Vaclav caught the gist, anyhow. Most of his countrymen probably did. The USSR had helped Czechoslovakia when nobody else would. Now the Czechs were helping Spain, the Soviet Union’s ally, when hardly anyone else would. He thanked them for that.
Had he left it there, everything would have been fine. But he went on
to say something to the effect that now the Czechs would have to follow Stalin’s orders like everybody else. That was what Vaclav thought he said, anyhow. The Russian took no questions. He went on to inflict his greetings on the next car farther back.
“Did he say what I thought he said?” Vaclav asked Halévy.
“I don’t know,” the Jew answered. “But what I thought he said, I didn’t like it for beans.”
“Neither did I,” Vaclav said. “That probably means we both think he said the same stupid thing.”
“What can you do?” Halévy said with a sigh. “He’s a Russian.
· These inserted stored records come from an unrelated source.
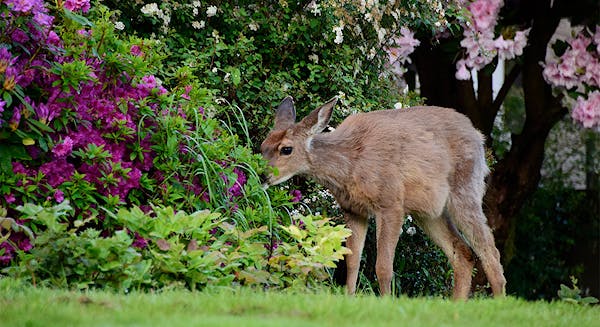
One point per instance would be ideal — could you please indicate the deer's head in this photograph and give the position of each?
(287, 147)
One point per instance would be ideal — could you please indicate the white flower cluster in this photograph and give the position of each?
(196, 11)
(320, 197)
(339, 34)
(151, 9)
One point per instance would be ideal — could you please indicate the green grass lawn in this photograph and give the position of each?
(22, 305)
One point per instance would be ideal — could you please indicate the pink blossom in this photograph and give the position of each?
(587, 111)
(485, 13)
(462, 73)
(136, 50)
(59, 196)
(63, 149)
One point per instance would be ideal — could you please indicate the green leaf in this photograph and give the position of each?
(77, 18)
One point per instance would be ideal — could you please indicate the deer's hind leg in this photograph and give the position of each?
(388, 229)
(469, 219)
(358, 224)
(446, 236)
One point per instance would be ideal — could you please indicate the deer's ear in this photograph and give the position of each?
(286, 114)
(317, 120)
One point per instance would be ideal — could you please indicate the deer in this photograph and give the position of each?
(425, 161)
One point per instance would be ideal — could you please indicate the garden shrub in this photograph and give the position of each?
(167, 248)
(102, 163)
(254, 53)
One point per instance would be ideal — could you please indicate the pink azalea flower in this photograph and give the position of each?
(63, 149)
(59, 196)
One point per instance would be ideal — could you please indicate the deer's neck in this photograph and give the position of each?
(330, 159)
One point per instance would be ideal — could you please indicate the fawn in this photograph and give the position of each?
(426, 161)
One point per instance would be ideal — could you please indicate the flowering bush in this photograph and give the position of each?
(88, 129)
(254, 53)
Without the Russians, the Republic would have lost the war a long time ago. Then France would have had to ship us to Paraguay or something when she switched sides.”
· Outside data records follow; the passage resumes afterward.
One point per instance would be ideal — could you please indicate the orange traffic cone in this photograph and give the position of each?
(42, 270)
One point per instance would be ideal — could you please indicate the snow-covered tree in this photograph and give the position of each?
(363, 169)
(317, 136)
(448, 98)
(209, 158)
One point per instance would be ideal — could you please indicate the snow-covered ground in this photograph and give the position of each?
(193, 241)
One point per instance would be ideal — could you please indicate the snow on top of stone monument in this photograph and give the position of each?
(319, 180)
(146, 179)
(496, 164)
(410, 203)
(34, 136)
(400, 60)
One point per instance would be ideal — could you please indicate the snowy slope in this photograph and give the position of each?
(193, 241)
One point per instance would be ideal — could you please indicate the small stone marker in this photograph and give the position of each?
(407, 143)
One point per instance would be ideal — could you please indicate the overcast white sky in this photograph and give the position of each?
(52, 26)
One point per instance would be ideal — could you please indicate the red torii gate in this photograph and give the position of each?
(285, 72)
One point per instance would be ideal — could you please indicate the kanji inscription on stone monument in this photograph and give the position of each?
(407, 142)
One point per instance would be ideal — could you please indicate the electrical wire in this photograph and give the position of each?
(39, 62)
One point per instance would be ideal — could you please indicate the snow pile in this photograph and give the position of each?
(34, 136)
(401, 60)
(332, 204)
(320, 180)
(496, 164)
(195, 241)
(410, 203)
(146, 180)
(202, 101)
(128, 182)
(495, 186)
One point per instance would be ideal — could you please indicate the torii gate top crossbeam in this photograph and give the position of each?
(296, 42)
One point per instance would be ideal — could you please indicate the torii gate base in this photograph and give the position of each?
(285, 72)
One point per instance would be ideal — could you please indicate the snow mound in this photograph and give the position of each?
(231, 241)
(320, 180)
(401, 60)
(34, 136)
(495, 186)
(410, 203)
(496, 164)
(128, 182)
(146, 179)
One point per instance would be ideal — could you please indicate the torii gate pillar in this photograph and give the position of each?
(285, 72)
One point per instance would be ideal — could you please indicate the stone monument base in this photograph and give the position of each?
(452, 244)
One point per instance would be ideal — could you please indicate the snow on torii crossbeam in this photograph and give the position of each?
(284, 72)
“Is there a war in Paraguay? I hadn’t heard about a new one, and I thought the old one was over,” Vaclav said.
“For all I know, it is,” the Jew replied. “The French government would ship us over there any which way. They’re my people, too, and I know how they work. If nobody’s fighting there now, they’d count on us to start something.”
That had an appalling feel of probability to it. Vaclav said, “Me, I was thinking they’d send us to China if they didn’t have Spain. Everybody hates the Japs, pretty much—even the Russians.”
“You’re right. They do,” Benjamin Halévy agreed. “The Japs may play even less by the rules than Hitler and Stalin do.” He threw his hands in the air in mocking triumph. “And they said it couldn’t be done!”
The train chose that moment to jerk into motion again. On they went, deeper into Spain and a brand-new war.
PETE MCGILL WAS GETTING
to the point where he could move pretty well on crutches. He could even hobble fifty feet or so with just a cane. And he’d made it from his bed to a chair nearby with no artificial aids whatever, for all the world as if he were a normal human being. One of these days, the cast on his arm would come off, and then he could truly start working on getting his strength back.
He couldn’t wait. He wasn’t the only injured serviceman in Manila
who wanted to get back into action as fast as he could, or else a little faster. When he listened to the radio or read a paper, he could add two and two and get four. He might have had trouble in school, but he sure didn’t in the real world.
Russia had patched up a cease-fire with Japan. She was trying to fight Hitler with everything she had. Okay, fine, but that also meant the Japs wouldn’t have any distractions any more. Oh, they were stuck in China, but they could lick the Chinks whenever they set their minds to it. Chiang Kai-shek’s troops wouldn’t parade through Tokyo any time in the next hundred years. And neither would Mao Tse-tung’s, no matter how much Stalin wished they would.
Well, if Japan had gone and started clearing her decks for action, where would the action be? To Corporal Pete McGill,
right about here
looked like the best answer to that question.